Shackleford suggested the first signal to watch for now that the United States has notified the WTO will likely come from the chair of the WTO Balance-of-Payments Committee, who is responsible for scheduling discussions once a notification has been submitted. The chair has already indicated publicly that the issue will keep him “very busy” in the coming months, suggesting that committee activity is likely. She added that while not every WTO member typically participates in such proceedings — often because smaller countries lack the diplomatic resources — the major trading powers are likely to be heavily involved. In particular, she expects active engagement from the European Union, India, and China, along with other large members. Smaller countries may take a more limited role, often relying on the larger players to lead the debate and raise concerns during committee consultations.

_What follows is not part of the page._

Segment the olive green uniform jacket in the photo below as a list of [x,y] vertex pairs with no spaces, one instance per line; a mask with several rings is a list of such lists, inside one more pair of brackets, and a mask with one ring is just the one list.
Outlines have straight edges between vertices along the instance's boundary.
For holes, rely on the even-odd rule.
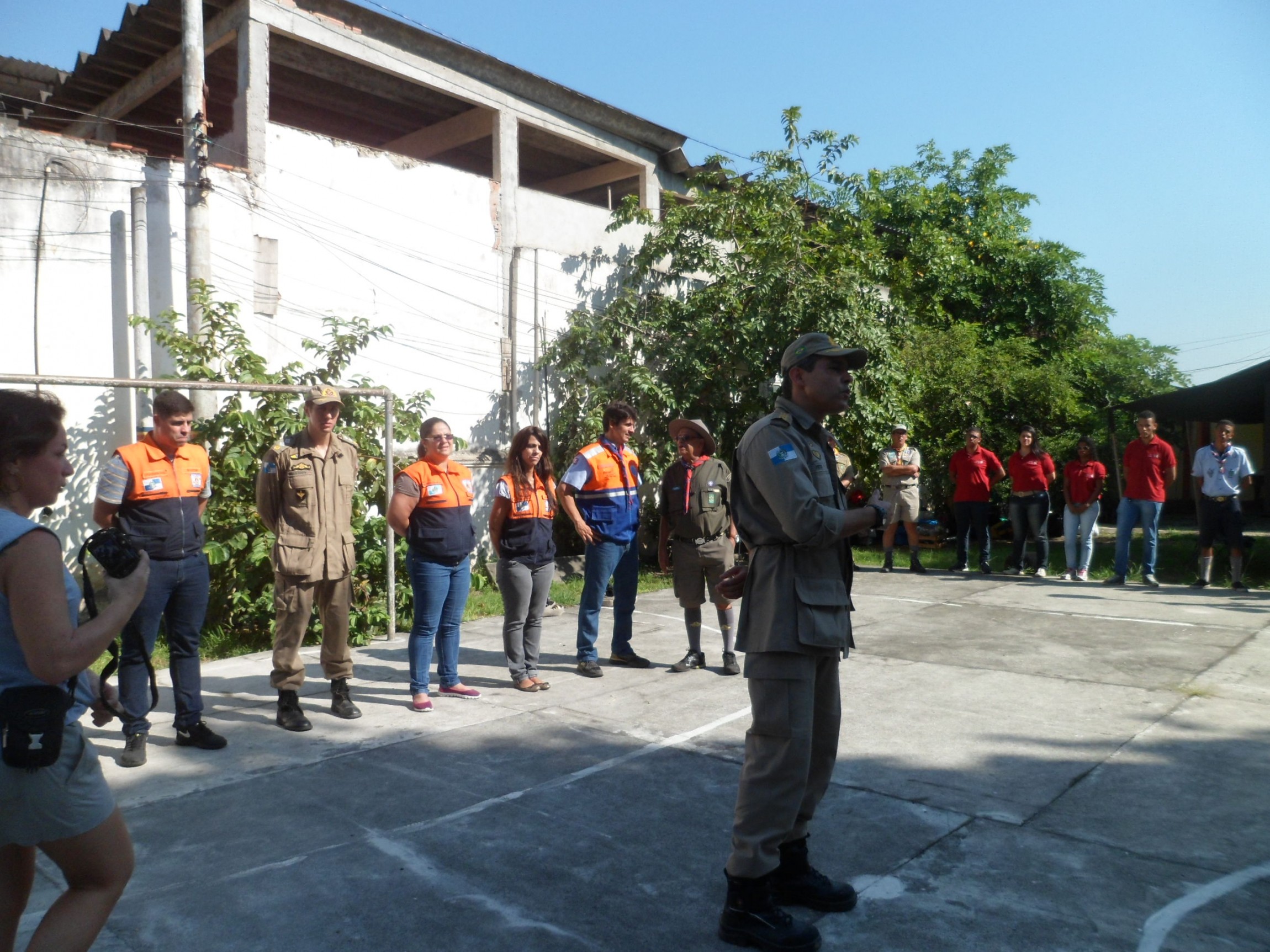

According to her, the key takeaway is that the WTO system is still functioning, even amid tensions and criticism. She pointed out that the United States — despite often criticizing the institution — has continued to actively engage with its procedures, including by submitting the balance-of-payments notification related to the Section 122 tariffs. In her view, that step shows the US is still operating within the framework of the multilateral trading system, rather than ignoring it entirely. She also highlighted the United States’ ongoing participation in WTO reform discussions, noting that Washington recently submitted two proposals related to WTO reform ahead of the ministerial conference. Combined with the presence of experienced US trade officials in Geneva — such as the US ambassador to the WTO and the participation of US Trade Representative Jamieson Greer at the ministerial — she said these actions signal that the United States remains engaged in shaping the institution’s future.